Notre chemin passe par les traverses — 1954 (8)

Jean Sénac Les leçons d’Edgard in Oeuvres poétiques (1999)

1

Notre chemin passe par les traverses
Il est large et précis comme un cou de taureau,
Il craint le cœur dans les heures adverses
Dans le plaisir il craint les mots.

Notre chemin quand tombent les averses
Sent la luzerne et l’églantine à crocs,
Et si l’ornière au feu central nous verse,
Notre pied garde assez de flot.

Notre chemin procède par énigmes,
Quoique très clair ton sourire conduit,
Ton corps charrie les pigments et les rythmes.
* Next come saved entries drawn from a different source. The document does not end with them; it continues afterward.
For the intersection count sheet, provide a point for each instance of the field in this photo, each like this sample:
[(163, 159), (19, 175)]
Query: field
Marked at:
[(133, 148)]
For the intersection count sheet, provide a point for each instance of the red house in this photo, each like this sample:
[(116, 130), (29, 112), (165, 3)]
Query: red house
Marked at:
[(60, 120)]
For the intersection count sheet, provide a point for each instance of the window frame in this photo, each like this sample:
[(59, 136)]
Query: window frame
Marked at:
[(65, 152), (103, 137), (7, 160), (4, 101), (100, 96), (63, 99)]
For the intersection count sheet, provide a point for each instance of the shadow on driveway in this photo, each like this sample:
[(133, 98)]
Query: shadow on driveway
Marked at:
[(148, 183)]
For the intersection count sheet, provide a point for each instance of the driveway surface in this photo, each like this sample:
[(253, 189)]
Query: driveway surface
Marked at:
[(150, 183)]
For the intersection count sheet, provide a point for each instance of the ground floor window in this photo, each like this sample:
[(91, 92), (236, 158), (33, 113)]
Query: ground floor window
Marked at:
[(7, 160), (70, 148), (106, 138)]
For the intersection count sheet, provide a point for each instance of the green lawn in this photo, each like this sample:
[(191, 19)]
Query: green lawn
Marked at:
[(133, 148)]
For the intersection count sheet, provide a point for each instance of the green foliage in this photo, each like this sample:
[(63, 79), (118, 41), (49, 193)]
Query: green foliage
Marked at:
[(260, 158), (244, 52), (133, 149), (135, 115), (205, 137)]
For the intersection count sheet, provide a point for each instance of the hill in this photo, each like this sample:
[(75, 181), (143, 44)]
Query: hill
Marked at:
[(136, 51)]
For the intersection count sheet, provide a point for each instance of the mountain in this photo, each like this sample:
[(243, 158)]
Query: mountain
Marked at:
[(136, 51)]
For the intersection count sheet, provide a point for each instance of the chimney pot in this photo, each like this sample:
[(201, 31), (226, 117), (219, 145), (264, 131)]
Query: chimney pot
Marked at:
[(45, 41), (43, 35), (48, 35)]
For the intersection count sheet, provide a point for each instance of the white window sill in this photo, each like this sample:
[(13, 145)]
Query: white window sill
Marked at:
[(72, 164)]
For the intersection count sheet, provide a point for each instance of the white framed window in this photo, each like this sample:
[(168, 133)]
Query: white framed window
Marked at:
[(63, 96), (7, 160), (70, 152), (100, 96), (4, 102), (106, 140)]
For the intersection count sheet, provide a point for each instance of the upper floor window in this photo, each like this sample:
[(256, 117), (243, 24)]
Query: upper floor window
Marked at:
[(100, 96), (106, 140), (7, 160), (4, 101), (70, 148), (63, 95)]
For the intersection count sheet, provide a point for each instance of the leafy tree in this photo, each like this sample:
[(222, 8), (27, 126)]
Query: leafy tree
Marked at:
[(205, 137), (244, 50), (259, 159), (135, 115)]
Ta voix consent aux laves de la nuit.
Mais l’or au front, il trace, solitaire,
Notre chemin de paix dans les plis de la terre.

Q8 – T23 – 2m : déca;  octo: v.4, v.8; alexandrin: v.14

Donc je me suis permis de ces facilités! — 1954 (6)

Guillevic 31 sonnets – préface d’Aragon –

Du sonnet
II

Donc je me suis permis de ces facilités!
Ce n’est pas du sonnet, cette lourde farine,
Il y a hiatus, ma césure est caprine
Et mes rimes, voyons, manquent de pailleté.

Je ne conteste pas que vous pouvez citer
Bien des sonnets parés pour un bal de tsarine
Ou que l’on reconnaît au son de la clarine,
Mais d’autres avant eux avaient droit de cité.

Car il faut qu’un sonnet fasse un peu la coquette,
Qu’il soit boîte à musique et même qu’il cliquète
Quand sa valeur se borne à de tels agréments,

N’érigez pas en loi ce qui est maladie.
Quand un sonnet dit vrai, quand il vaut un serment,
Tout autre est son allure, autre sa mélodie.

Q15 – T14 -banv –  s sur s

Le sonnet, me dit-il, c’est de l’orfèvrerie, — 1954 (5)

Guillevic 31 sonnets – préface d’Aragon –

Du sonnet
I

Le sonnet, me dit-il, c’est de l’orfèvrerie,
Du bijou de vitrine et du bien ciselé.
Il dit que j’ai forfait, que la honte je l’ai
D’avoir trahi la langue et la règle et l’hoirie.

Monsieur le professeur, permettez que l’on rie.
Vos pareils sur l’idée ont tort de modeler
Leur visage et leur hargne et de s’écarteler
Entre le bien commun et leur longue furie.

Je ne suis pas orfèvre et n’en fais pas métier
Et je ne savais pas que vous-même l’étiez,
Car il n’y paraît pas à découvrir vos rimes.

Et puis je sais trop bien ce qui fuit vos compas:
Dans mes sonnets parfois un peu d’humour s’exprime
Et fait orfèvrerie où vous ne cherchez pas.